1. Kur’an; Bakara Suresi, Ayet: 30.

2. Bediüzzaman Said Nursi, Mesnevi-i Nuriye, 1980, s. 104.

3. Bediüzzaman Said Nursi, Meyve Risalesi, 1977, s.51-53.

4. Bu iki önerme totolojik gibi görünmektedir. Ancak insan,
kâinat ağacının yaratılmasının nedeni olarak çekirdek; kâinattaki varlıkların en
mütekâmili olarak ise onun meyvesidir.

5. Bediüzzaman Said Nursi, İşaratü’l-İcaz, 1978, s. 105.

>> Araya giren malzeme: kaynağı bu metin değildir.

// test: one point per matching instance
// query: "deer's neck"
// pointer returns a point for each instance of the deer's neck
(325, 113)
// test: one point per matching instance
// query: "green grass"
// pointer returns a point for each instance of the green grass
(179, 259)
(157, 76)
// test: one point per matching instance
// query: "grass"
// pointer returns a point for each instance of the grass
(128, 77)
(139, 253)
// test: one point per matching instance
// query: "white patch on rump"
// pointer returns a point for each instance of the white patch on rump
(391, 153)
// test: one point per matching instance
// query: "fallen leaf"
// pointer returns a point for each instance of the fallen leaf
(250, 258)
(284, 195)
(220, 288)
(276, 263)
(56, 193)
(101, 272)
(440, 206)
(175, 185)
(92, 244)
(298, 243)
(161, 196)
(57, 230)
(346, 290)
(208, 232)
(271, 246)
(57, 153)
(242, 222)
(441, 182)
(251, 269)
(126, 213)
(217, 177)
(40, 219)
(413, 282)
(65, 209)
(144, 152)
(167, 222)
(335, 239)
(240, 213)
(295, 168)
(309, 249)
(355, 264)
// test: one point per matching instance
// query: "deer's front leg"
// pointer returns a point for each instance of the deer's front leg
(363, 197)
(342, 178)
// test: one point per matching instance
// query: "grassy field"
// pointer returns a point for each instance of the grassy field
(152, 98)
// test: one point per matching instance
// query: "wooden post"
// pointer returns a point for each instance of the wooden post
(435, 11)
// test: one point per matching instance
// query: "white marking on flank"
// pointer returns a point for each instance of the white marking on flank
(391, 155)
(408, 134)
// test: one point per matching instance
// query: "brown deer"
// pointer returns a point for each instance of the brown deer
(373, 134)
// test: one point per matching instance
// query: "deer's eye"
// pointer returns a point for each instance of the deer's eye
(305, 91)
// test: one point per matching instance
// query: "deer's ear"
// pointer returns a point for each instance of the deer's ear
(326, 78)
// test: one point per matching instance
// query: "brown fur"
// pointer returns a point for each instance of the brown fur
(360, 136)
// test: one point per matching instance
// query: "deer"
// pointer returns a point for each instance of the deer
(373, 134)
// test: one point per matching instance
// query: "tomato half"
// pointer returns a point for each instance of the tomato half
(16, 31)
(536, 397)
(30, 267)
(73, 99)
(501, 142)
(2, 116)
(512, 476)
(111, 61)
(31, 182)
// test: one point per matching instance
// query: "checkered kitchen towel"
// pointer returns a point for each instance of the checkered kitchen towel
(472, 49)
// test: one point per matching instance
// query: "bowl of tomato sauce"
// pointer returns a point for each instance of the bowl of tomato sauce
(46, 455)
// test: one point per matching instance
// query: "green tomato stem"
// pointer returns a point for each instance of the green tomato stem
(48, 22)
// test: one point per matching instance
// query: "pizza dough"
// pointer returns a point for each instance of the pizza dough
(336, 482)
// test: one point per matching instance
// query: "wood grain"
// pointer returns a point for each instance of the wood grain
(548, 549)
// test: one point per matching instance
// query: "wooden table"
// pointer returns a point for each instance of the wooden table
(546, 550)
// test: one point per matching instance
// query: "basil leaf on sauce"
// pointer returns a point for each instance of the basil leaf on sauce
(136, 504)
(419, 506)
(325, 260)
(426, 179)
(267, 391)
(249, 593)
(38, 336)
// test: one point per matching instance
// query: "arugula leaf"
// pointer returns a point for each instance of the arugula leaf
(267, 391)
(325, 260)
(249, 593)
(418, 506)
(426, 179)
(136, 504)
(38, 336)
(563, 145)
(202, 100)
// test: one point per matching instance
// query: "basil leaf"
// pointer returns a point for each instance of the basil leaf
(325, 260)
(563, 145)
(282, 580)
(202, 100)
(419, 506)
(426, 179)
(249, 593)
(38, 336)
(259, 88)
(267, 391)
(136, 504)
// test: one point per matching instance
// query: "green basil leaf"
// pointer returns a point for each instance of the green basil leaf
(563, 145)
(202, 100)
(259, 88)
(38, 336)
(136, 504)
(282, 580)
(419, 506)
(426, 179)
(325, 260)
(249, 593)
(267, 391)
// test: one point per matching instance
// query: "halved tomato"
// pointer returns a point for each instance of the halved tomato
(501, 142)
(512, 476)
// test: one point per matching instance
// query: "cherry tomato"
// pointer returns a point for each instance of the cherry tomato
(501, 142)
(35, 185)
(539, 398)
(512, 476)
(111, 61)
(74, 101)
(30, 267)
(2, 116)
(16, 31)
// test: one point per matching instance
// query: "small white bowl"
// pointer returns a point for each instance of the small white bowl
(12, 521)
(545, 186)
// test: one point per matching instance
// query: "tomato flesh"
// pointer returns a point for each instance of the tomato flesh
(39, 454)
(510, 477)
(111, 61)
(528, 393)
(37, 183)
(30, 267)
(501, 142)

6. Bediüzzaman, Hz. Muhammed’in (s.a.v.) bütün insanlara bir
rehber ve bir öğretici olarak gönderilişi hakkında Mucizat-ı Ahmediye
Risalesi’nde şu ifadelere yer verir:

“…Şu kâinatın sahip ve mutasarrıfı …Hz. Muhammed (s.a.v.) ile konuşacak ve
konuşmuş ve resul yapacak ve yapmış ve sair nev-i beşere rehber yapacak ve
yapmış.” (Mektubat, 1981, s. 82, 83.)

“Muhammed-i Arabi (s.a.v.) Üstad-ı Ezelisinden ders alır, öyle ders verir.”
(a.g.e., s. 102.)

Hatta bir başka yerde hoca olarak nitelendirilir Hz. Peygamberi. “İşte hoca-i
kâinat olan Fahr-i Âlem (s.a.v.)…” (a.g.e., 108.)

7. İşaratü’l-İcaz, s. 17.

8. Bediüzzaman Said Nursi, Sözler, 1996, s. 245, 291.